I want to tug on his hair.
“Hattie,” he admonishes, pushing himself backwards.
“What?” I blink, bereft at losing his proximity.
He just shakes his head. “You. Just… you.”
“Adam made me feel like I wasn’t any fun.”
“You? He made you feel like you weren’t fun? Hattie, you have to know he was wrong.” He says ‘he’ with a touch of spite and I love that. I shouldn’t. But I do. It feels good for someone else to hate Adam. Not that I hate him. But maybe I should. Maybe that would help me get over this hurdle.
Heat surges through me. He doesn’t know what I mean. I need to say it directly. And I don’t know why it has to be him to hear it, but I probably won’t see him again for a year after this getaway and I don’t think he’d tell anyone else. He’s too private for gossip. Too stoic.
And besides, all logic went out the window after my fourth or fifth glass of prosecco.
“No, like in bed,” I whisper.
I stare at Freddie for a second, but his face does nothing. He definitely heard and now he doesn’t know how to respond.
Shit.
I dip back under again, submerging my entire head.

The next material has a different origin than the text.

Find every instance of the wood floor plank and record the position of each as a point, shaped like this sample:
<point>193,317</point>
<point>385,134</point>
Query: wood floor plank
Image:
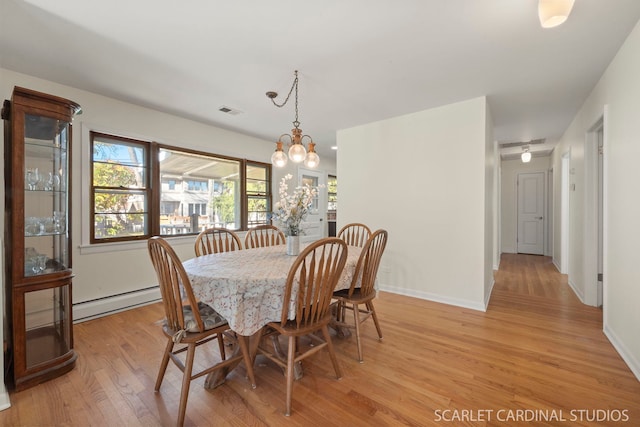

This time, Freddie’s hand gently encircles my wrist, pulling me not only upwards but towards him. I take a big breath of night air, looking up at the stars poking through the branches. Anything not to give him eye contact.
His hand around my wrist doesn’t move but his spare hand gently takes hold of my waist. I’m brazenly aware of the heat in his fingertips.
I float in the middle of the tub, waiting for him to clear the air.
But instead, my lips are moving again. Loose.
So loose. I say, “You know what you’re doing.
I heard all the stories. You could help me. ”
“Fuck, Hattie,” is his deep response, sending shivers down my spine.
“Yes. Exactly. Fuck Hattie. Just once. Once and then I’ll never bother you again,” I say, finally looking at him.
His mouth is slightly parted. His eyes aren’t filled with pity like I thought they would. No, it’s something worse. It’s frustration or disappointment. Whatever it is, I recoil.
“I’m so fucking drunk,” I say, forcing a laugh. “I’m sorry. Oh my God. Please add that to the list… I’m just… I need to prove him wrong. I am fun. I know I am. I just—”
“Hattie…” he interrupts, his voice low like he’s trying to prevent the others from hearing it. I’ve put him in an awkward position. I’m terrible. I hate me.
I turn to face the steps to escape the tub. I’m desperate to find my bed and pretend this never happened, but his hand is still enclosed around my wrist, and he squeezes me to stay. Something about the way he does it, so gently, yet firm, makes my insides fizz.